Kernekoncepter
The authors conducted a detailed replication study of the BASS framework, focusing on challenges in replicating key components and discrepancies in performance compared to the original work.
Resumé
The study replicates the BASS framework for abstractive summarization based on Unified Semantic Graphs. Challenges in replication, discrepancies in performance, and recommendations for writing replicable papers are highlighted. The study emphasizes the importance of clear technical descriptions and self-explanatory details to ensure successful replication.

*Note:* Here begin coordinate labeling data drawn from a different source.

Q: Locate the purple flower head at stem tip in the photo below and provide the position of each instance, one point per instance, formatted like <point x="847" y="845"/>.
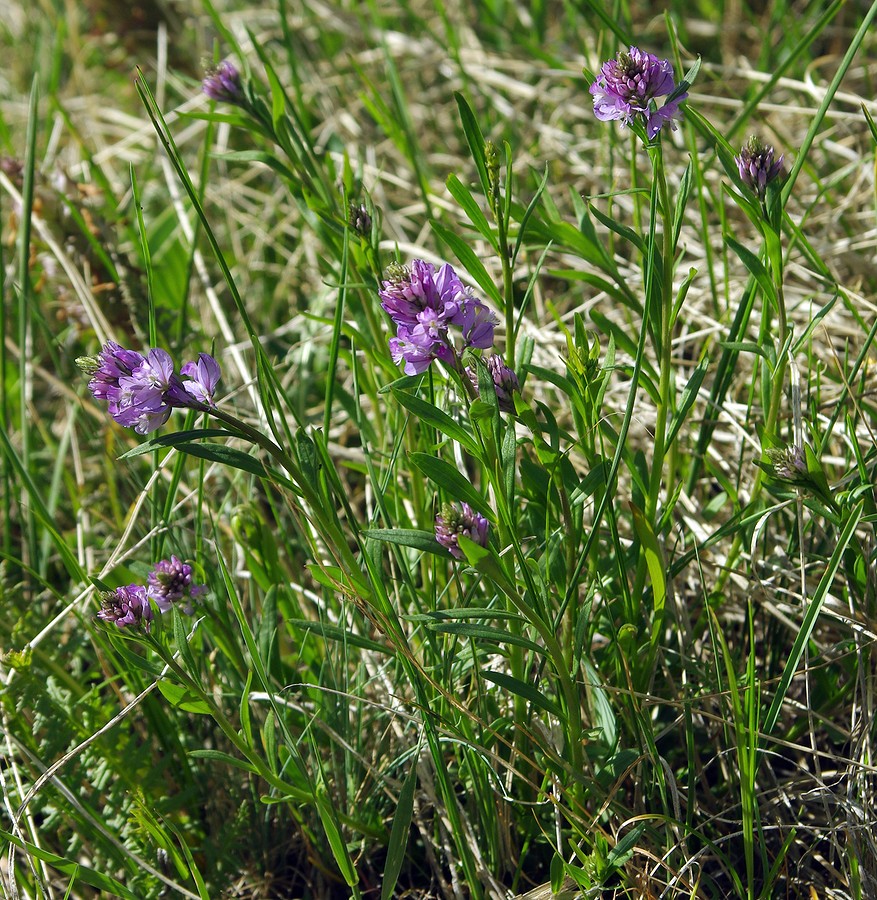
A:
<point x="170" y="582"/>
<point x="142" y="390"/>
<point x="789" y="464"/>
<point x="424" y="304"/>
<point x="456" y="519"/>
<point x="223" y="84"/>
<point x="126" y="607"/>
<point x="756" y="165"/>
<point x="505" y="382"/>
<point x="627" y="86"/>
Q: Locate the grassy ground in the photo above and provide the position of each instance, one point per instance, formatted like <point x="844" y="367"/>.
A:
<point x="657" y="678"/>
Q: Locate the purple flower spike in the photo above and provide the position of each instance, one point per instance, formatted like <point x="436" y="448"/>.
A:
<point x="126" y="607"/>
<point x="627" y="86"/>
<point x="424" y="303"/>
<point x="505" y="382"/>
<point x="170" y="582"/>
<point x="456" y="519"/>
<point x="756" y="165"/>
<point x="205" y="375"/>
<point x="223" y="84"/>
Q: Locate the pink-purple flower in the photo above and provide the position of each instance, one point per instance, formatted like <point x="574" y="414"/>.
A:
<point x="126" y="607"/>
<point x="142" y="390"/>
<point x="170" y="582"/>
<point x="425" y="304"/>
<point x="202" y="378"/>
<point x="627" y="87"/>
<point x="456" y="519"/>
<point x="223" y="84"/>
<point x="505" y="382"/>
<point x="756" y="165"/>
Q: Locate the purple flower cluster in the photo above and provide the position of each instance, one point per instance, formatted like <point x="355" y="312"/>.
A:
<point x="505" y="382"/>
<point x="756" y="165"/>
<point x="126" y="607"/>
<point x="223" y="84"/>
<point x="789" y="464"/>
<point x="456" y="519"/>
<point x="142" y="390"/>
<point x="169" y="583"/>
<point x="627" y="87"/>
<point x="424" y="304"/>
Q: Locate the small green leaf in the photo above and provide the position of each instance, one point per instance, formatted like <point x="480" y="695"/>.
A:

The authors implemented components like pre-processing, graph construction, text encoder alignment, and model architecture. Discrepancies between replicated methods and original paper were identified. Challenges with missing information, algorithmic complexity, and error-proneness were encountered during replication.
Key findings include differences between USGsrc and USGppr structures, challenges in aligning graph and text embeddings, and issues with graph propagation using PageRank. Recommendations focus on providing clear technical context, notation precision, and commented pseudo-code for better reproducibility.
Statistik
The BigPatent dataset includes 1,204,631 training documents.
The BASS model had 201M parameters.
Training models took about 4 hours on average.
Pre-processing runtime was up to 10 hours per chunk.
Model ended up having approximately 205M trainable parameters.
Citater
"We found some inconsistencies between author information, paper details, and source code."
"Our results indicate poor performance due to model architecture rather than graph structure."
"Challenges included missing third-party information and ambiguity of self-explanatory details."